Deux réflexes valent partout, et particulièrement sur une application liée à l’orientation sexuelle : ne jamais laisser filtrer d’information permettant de vous localiser avant d’avoir rencontré la personne, et garder à l’esprit que les données révélant l’orientation sexuelle relèvent des catégories particulières de données de l’article 9 du RGPD, au même titre que les données de santé. Ce ne sont pas des informations comme les autres, et elles ne se partagent pas comme telles.
HER est-elle utilisable en France ?
Oui, l’application est disponible dans un grand nombre de pays et revendique plus de 15 millions d’inscrits dans plus de 114 pays. Ce chiffre est communiqué par l’éditeur, pas audité : comme toujours, seul un test dans votre ville dira si le vivier local est suffisant.
Faut-il choisir HER ou une application généraliste ?

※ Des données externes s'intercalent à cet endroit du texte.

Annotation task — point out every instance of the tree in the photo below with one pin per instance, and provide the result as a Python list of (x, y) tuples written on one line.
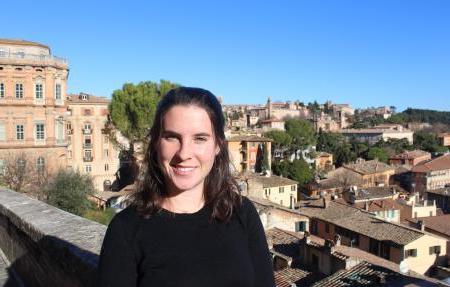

Les deux se complètent. Une application généraliste offre du volume, HER offre un contexte où l’orientation n’a pas à être expliquée ni négociée. Nous avons comparé son fonctionnement à celui d’une autre grande plateforme communautaire dans notre comparatif des plateformes de rencontres LGBTQ+, si vous hésitez entre les deux logiques.
Peut-on utiliser HER sans chercher de relation amoureuse ?
Oui, et une partie des membres le fait. Les espaces communautaires et les événements sont pensés pour créer du lien social, ce qui reste rare parmi les applications de rencontre.
Le match est fait, et maintenant ?
Le passage de la conversation au premier café reste l’étape où tout se joue, quelle que soit l’application.
Publié le 30 mai 2024, mis à jour le 9 août 2026. Informations vérifiées en août 2026 sur le site officiel de HER et dans le communiqué d’acquisition de Match Group du 20 mai 2025. Les chiffres d’audience cités sont communiqués par l’éditeur et ne font pas l’objet d’un audit indépendant.